Il y a quelques années, dans les moments « fastes » du « tout importation » , l’artisanat algérien a été concurrencé par des ersatz de pacotilles venant de la Chine et d’autres lointaines latitudes.

C’étaient des substituts de produits artisanaux- en réalité des produits purement industriels de fausse vannerie et de fausse argenterie- qui n’avaient rien à voir l’art et la dextérité des mains des artisans, femmes et hommes, de notre pays.

Ce qui se vendait sur les étalages de magasins consacrés à ces objets était à mille lieues d’exprimer la mémoire, l’histoire et la culture, y compris paradoxalement celles du pays d’importation. 

À travers le monde, les nobles métiers de l’artisanat ont évolué au rythme des nouveaux besoins de la société et de l’économie, en fonction aussi de la disponibilité des matières premières et de l’acquisition de nouveaux matériaux et, enfin, selon les nouvelles règles esthétiques et de design que les arts modernes ont pu imprimer aux anciens produits du terroir. 
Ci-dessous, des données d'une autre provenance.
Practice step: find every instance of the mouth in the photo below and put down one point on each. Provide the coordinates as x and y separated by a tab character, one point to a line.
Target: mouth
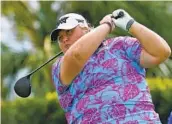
67	46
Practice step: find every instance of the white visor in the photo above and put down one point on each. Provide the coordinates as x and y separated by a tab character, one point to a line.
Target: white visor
67	22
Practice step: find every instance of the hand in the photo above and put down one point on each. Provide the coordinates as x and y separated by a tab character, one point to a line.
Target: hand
124	21
108	20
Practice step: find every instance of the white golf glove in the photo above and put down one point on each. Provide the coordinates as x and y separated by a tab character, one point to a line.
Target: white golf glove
124	22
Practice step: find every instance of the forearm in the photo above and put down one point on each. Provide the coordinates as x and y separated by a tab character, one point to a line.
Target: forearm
87	44
151	42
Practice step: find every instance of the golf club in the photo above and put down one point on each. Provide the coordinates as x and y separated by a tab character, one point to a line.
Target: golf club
119	15
22	86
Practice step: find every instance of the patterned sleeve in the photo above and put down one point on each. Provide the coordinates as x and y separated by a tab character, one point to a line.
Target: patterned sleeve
131	46
56	77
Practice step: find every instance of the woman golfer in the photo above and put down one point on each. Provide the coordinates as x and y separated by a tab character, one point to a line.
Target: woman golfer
102	81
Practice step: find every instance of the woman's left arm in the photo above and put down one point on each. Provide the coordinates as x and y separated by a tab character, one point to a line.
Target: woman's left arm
155	48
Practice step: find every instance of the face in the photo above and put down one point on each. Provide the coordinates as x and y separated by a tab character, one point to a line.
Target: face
67	38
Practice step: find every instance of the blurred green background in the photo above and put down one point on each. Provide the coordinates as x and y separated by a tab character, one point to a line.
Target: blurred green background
25	45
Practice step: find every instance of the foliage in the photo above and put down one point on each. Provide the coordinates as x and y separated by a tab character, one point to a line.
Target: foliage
161	91
33	110
46	110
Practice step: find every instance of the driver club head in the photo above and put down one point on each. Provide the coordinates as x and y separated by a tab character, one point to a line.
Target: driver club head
23	86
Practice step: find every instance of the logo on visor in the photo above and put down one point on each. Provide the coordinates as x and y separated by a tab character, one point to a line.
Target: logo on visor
63	20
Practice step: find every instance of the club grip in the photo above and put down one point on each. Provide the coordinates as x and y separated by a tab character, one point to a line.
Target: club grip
121	14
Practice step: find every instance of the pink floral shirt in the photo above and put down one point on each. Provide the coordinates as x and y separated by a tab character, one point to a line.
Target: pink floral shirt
111	88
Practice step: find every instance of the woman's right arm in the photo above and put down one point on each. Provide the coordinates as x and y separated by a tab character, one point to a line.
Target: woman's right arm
78	54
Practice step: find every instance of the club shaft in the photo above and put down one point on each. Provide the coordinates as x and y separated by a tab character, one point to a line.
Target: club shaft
45	63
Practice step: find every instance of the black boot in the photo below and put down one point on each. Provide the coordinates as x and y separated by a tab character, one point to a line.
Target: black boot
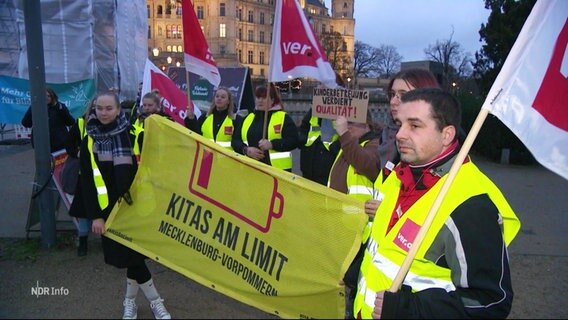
82	250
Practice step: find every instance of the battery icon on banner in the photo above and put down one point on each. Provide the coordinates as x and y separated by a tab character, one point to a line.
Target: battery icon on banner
211	181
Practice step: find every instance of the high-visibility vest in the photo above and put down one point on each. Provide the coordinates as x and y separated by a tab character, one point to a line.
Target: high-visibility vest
315	132
358	186
102	191
384	253
136	130
224	135
278	159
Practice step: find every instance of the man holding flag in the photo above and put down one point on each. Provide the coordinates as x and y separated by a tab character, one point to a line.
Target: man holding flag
461	269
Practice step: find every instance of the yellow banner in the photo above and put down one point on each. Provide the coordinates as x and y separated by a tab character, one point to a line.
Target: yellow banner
263	236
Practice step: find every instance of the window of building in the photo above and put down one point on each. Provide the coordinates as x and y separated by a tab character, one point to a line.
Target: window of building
250	56
200	12
168	32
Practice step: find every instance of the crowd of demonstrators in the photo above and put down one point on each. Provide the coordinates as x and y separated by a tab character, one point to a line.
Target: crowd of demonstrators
217	124
268	134
150	105
317	148
462	268
72	145
108	166
59	119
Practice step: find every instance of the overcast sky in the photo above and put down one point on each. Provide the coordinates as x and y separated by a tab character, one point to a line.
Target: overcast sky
411	25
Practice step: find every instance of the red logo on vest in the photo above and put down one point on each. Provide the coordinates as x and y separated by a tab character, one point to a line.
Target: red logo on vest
277	128
552	95
406	235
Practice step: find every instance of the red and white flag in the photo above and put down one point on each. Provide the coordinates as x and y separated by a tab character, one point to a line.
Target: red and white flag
172	99
295	50
530	94
197	56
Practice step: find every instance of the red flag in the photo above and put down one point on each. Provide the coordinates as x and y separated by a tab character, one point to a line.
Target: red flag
530	93
296	51
198	59
172	99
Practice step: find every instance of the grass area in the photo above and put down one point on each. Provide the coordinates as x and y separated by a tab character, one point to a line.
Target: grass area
30	249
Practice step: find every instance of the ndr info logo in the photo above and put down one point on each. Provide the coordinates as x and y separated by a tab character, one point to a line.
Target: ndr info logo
49	291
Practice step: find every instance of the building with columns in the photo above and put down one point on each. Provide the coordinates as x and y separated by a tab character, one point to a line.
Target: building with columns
239	32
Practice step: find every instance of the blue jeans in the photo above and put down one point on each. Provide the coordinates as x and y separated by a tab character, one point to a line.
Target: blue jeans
84	226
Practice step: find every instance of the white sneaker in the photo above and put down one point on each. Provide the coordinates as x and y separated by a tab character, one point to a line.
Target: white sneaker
130	309
159	310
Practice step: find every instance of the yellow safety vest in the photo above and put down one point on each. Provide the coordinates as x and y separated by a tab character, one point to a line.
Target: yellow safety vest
315	132
384	254
102	192
224	135
278	159
358	186
136	130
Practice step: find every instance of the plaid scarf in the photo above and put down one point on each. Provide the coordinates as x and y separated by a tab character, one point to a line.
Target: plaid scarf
111	141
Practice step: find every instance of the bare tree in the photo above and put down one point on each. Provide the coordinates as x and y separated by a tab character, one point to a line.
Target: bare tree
455	63
388	60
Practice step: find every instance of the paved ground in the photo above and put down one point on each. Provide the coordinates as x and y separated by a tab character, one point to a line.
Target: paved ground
539	259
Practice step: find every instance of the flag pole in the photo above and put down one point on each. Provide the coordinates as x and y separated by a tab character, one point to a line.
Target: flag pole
399	278
188	91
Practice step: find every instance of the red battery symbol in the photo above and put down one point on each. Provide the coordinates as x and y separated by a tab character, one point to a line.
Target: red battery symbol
212	180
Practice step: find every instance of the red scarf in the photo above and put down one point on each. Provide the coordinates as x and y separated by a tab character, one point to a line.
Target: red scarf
416	181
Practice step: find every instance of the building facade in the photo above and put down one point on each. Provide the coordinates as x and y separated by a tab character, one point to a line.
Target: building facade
239	32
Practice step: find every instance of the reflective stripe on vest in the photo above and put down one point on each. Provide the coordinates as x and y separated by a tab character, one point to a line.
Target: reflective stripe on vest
136	130
384	253
278	159
224	135
102	192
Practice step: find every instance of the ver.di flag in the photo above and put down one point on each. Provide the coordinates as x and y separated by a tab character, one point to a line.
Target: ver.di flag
197	56
172	99
530	94
295	50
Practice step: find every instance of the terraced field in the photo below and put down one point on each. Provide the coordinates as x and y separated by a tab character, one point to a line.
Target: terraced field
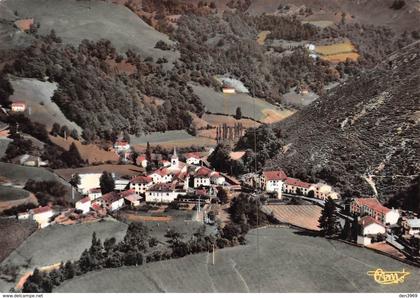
285	262
305	216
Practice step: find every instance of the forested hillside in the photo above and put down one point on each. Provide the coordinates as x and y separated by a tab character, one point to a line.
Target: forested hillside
365	128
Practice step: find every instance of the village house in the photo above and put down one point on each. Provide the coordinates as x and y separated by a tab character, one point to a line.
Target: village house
42	216
272	181
141	161
84	205
372	207
192	158
164	193
131	197
323	191
121	146
18	106
202	177
296	186
121	184
94	193
113	201
141	183
88	181
413	226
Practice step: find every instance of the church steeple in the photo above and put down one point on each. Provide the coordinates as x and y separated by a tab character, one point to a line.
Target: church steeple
174	159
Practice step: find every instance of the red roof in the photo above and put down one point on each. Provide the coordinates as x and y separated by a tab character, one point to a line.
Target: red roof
371	203
141	158
367	220
203	172
41	210
274	175
297	182
110	197
193	154
141	179
85	200
127	193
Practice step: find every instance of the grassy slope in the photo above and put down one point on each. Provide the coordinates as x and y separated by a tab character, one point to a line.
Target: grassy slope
77	20
38	95
286	263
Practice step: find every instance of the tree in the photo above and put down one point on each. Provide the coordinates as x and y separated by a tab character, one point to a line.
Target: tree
55	130
222	196
74	134
107	183
238	114
75	180
328	219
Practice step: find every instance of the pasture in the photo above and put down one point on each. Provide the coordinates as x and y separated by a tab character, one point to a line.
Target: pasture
285	262
37	95
170	139
338	52
255	108
304	216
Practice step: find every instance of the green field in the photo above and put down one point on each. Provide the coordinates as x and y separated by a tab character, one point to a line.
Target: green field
217	102
18	175
61	243
169	139
286	262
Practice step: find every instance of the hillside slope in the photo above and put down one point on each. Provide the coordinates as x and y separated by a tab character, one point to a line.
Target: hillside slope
367	126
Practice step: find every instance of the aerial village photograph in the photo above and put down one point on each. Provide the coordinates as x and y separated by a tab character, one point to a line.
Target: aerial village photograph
210	146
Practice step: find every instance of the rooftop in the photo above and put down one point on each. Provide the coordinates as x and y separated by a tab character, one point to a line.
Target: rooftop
274	175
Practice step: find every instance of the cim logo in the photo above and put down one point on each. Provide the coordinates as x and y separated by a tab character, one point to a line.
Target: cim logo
388	277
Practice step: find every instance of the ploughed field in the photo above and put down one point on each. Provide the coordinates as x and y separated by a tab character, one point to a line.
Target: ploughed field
286	262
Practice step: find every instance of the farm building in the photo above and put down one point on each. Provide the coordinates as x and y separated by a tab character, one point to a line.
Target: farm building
372	207
163	193
131	197
18	106
141	160
113	201
88	181
141	183
84	205
272	181
42	216
192	158
296	186
94	193
371	226
121	146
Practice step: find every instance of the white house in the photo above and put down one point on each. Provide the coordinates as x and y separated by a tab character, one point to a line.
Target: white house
202	177
296	186
372	207
142	161
88	181
84	205
94	193
113	201
141	183
18	106
121	146
121	184
371	226
413	226
323	191
163	193
272	181
192	158
131	197
42	216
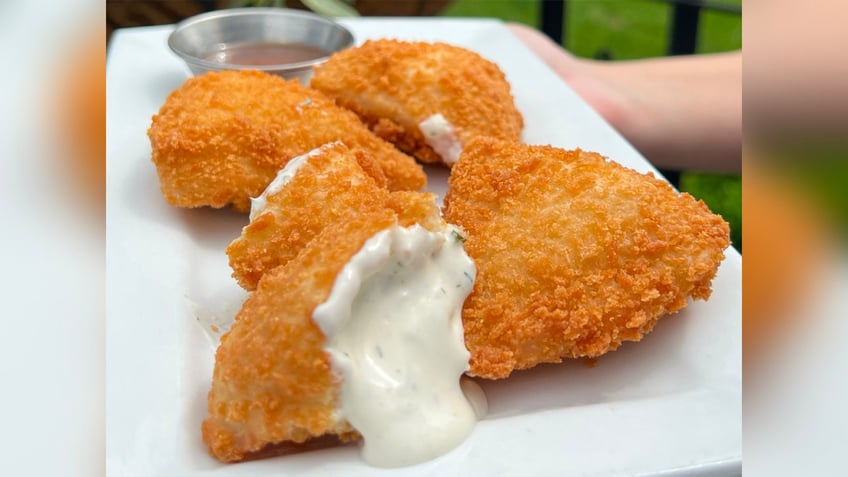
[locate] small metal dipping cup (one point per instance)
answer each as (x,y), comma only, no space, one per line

Les anciens produits algériens faits maison (vannerie, dinanderie, sparterie, joaillerie, poterie,. ébénisterie,…) ont été annihilés par les nouveaux modes de consommation et les nouvelles sources faciles de revenus (salariat, fonctionnariat) au point où il est devenu difficile de trouver un produit artisanal authentique algérien et d’en faire un cadeau à des amis étrangers. 

Se situant à la confluence de la culture, de la mémoire, du tourisme et du monde de l’entreprise, le secteur de l’artisanat, avec toutes activités qui promeuvent les aspects culturels de notre pays, est porteur d’une forte valeur ajoutée économique et d’une inestimable valeur symbolique par laquelle il se positionne en tant qu’ambassadeur de l’authenticité et de la culture algériennes.

À ce titre, il est appelé à dépasser le simple intérêt qu’on lui accorde à l’occasion du « Mois du patrimoine » pour se hisser au rang d’un segment à part entière de l’économie nationale bénéficiant de tous ses attributs.